The Brno office market ended 2025 with 715,700 sqm of total space and 2.3% year-over-year growth. The vacancy rate rose to 14.4%, representing approximately 103,100 sqm of vacant space. Two new buildings were completed during the year: Skylight X (10,900 sqm) and Botanická Living Lab (10,800 sqm), though both remained largely vacant since completion.
"The outlook for the Brno office market is cautious. The economic situation and market conditions currently favor residential construction over office construction," notes Josef Stanko, Director of Market Research at Colliers. Prime rent rose by only €1 year-over-year to €18 per sqm per month, while total gross demand reached 64,900 sqm.

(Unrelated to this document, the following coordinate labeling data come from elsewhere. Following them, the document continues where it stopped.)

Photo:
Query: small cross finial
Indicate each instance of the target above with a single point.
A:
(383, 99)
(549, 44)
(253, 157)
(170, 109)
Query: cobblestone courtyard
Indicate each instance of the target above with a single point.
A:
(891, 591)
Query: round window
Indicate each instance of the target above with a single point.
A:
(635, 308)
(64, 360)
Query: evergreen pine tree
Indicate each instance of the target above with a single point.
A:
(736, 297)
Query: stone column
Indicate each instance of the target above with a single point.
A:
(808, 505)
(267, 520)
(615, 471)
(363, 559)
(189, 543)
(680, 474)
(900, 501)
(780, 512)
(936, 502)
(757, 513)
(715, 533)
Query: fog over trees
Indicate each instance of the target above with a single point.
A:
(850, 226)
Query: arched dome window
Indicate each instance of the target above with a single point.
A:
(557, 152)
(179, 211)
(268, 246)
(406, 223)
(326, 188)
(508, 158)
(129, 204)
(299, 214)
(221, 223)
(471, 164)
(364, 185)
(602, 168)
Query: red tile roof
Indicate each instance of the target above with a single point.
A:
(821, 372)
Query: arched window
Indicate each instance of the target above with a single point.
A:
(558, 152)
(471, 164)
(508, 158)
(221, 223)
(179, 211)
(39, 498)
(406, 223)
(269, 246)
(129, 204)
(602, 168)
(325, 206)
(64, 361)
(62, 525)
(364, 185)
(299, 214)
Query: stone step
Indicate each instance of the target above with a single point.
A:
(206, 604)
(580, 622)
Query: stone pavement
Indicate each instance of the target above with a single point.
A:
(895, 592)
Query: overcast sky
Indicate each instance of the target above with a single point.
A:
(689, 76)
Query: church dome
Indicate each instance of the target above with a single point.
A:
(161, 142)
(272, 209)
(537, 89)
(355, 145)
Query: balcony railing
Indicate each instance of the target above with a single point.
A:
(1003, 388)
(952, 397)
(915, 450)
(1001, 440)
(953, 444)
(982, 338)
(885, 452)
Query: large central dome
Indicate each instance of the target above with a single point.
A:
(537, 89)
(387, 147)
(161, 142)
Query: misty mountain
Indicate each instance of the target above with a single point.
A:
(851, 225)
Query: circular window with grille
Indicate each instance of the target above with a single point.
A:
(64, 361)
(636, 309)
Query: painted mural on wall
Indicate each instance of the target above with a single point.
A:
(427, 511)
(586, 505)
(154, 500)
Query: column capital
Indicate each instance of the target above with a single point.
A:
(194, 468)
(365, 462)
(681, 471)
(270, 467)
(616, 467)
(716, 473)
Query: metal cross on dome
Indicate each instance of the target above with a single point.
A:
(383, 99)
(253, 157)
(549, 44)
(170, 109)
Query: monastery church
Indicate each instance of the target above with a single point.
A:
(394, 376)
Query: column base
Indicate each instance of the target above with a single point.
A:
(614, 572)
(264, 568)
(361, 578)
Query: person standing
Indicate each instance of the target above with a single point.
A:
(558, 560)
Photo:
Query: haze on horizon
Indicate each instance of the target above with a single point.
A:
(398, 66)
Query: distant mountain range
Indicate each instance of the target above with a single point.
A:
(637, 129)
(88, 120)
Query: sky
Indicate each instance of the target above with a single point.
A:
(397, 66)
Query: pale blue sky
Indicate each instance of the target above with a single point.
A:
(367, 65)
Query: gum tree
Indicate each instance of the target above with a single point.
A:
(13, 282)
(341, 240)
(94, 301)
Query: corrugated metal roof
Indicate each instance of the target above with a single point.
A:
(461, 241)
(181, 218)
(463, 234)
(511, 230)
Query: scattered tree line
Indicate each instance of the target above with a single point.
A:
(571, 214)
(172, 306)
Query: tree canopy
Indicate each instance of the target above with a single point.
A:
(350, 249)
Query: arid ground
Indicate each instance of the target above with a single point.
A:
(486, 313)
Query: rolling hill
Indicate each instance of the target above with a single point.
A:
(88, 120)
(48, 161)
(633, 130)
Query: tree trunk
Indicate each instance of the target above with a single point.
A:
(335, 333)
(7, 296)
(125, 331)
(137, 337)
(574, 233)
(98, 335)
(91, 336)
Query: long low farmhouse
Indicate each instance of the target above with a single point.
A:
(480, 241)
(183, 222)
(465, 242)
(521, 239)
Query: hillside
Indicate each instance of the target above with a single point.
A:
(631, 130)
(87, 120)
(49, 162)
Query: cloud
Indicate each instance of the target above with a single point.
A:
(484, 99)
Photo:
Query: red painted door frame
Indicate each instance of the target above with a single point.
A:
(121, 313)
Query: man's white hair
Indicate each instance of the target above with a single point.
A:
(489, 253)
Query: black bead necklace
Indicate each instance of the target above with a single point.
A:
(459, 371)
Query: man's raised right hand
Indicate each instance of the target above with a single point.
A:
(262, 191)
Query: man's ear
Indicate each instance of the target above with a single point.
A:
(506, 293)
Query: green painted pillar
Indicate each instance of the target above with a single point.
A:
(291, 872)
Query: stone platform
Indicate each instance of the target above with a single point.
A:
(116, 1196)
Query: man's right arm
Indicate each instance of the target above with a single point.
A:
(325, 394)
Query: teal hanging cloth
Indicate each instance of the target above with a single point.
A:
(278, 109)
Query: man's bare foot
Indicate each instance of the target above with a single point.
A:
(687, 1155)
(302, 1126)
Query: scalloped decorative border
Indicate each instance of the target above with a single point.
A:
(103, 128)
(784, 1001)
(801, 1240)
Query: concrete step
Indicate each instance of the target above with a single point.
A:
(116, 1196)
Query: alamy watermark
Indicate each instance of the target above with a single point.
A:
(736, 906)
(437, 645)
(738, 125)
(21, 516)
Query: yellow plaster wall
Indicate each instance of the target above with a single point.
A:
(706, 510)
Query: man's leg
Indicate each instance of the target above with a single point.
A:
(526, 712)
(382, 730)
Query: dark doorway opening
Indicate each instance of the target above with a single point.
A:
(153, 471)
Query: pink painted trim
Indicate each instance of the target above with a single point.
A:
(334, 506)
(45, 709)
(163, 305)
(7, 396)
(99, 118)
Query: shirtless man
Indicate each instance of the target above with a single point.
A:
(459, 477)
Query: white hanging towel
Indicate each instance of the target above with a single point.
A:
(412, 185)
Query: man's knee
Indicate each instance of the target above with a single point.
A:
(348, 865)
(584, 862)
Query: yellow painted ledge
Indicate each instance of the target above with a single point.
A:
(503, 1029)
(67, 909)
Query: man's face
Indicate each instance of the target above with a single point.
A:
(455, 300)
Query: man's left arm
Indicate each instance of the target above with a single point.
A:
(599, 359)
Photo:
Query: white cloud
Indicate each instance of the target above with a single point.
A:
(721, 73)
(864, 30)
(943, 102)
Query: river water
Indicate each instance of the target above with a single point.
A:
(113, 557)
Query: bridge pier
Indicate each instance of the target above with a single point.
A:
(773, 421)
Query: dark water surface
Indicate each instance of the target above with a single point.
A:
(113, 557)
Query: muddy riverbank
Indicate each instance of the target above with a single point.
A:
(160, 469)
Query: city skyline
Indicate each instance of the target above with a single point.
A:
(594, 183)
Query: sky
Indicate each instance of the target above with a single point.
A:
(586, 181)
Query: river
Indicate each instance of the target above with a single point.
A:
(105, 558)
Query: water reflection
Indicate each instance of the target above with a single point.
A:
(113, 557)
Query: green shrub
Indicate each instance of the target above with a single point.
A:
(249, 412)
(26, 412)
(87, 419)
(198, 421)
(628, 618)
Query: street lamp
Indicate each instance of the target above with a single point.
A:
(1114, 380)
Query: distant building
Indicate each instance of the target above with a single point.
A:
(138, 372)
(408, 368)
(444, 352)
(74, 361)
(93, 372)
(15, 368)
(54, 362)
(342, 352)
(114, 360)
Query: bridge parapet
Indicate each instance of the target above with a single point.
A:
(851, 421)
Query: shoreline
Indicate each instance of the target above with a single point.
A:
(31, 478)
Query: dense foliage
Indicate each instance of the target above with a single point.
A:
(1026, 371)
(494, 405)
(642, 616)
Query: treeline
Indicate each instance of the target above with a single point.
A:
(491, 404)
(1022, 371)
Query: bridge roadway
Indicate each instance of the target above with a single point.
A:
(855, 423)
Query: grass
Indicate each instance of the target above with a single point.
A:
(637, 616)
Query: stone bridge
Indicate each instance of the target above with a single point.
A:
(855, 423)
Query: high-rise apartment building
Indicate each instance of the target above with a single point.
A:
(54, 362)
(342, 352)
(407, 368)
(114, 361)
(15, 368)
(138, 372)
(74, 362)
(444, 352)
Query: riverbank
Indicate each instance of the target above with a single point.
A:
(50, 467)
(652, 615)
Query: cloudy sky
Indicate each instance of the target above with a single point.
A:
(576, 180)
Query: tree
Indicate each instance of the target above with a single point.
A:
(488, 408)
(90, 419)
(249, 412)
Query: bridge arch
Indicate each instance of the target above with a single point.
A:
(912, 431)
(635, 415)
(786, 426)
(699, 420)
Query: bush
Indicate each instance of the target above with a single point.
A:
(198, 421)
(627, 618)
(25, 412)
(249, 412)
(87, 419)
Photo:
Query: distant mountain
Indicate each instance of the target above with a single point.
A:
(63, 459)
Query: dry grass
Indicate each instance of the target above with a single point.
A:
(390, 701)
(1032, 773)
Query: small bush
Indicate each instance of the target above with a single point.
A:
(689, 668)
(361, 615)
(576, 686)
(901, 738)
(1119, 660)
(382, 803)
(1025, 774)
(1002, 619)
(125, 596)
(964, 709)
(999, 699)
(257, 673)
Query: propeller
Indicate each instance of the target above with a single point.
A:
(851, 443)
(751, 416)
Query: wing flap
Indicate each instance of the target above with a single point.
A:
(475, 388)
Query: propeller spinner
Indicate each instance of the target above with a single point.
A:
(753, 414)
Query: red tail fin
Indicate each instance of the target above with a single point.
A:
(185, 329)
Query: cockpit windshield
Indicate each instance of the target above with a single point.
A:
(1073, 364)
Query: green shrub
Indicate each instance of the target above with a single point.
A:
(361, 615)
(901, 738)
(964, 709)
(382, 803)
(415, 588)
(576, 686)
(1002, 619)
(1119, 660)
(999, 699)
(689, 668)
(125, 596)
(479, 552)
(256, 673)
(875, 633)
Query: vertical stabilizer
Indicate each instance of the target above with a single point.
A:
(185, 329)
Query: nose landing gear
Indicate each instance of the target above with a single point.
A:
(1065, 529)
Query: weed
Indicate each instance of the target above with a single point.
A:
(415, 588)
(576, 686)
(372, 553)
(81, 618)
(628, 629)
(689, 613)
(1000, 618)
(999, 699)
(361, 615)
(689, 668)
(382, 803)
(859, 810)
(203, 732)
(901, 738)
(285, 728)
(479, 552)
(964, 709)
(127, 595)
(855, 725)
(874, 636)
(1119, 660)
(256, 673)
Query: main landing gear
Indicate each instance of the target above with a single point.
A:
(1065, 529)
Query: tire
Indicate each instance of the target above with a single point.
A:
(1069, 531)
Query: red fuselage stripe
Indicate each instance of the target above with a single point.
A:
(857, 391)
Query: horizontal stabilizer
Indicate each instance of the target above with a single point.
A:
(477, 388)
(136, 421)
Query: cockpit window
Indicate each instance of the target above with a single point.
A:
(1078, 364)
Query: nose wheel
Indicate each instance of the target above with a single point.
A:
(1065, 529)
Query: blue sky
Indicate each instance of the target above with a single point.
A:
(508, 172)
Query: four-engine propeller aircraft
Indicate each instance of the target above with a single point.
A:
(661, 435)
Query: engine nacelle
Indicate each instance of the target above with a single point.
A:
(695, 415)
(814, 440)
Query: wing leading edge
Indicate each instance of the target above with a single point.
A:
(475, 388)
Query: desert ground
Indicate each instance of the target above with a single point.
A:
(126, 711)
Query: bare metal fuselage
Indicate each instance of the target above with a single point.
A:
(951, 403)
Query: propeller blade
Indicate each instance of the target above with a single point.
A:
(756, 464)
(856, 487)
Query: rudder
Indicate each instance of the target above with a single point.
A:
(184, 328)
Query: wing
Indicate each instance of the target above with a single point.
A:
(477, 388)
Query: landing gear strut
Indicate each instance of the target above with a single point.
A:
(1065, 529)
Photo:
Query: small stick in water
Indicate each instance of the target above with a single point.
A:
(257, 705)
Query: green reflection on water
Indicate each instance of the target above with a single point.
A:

In Ostrava, the third-largest office market in the country, new construction has practically stopped. The total area of modern office space reached approximately 246,000 sqm by the end of 2025, with vacancy rates stable at around 11%. No new office projects were started or completed during 2025, with only the boutique Václav project under construction.
Outside Prague, Brno and Ostrava, new office development remains sporadic. "Rents for a new project would be at the Ostrava level or lower, which, given today's construction costs, would make it difficult to justify the investment," says Stanko. Local developers are prioritizing residential construction as apartment prices have risen while office rents in regions have stagnated.
Meanwhile, industrial spaces and small business units (SBU) are taking over part of the demand for offices. CTBoxes from CTP, Citysites from Contera, or projects by the Purposia Group can appeal to companies for which a standard office building is unsuitable in terms of both capacity and operations.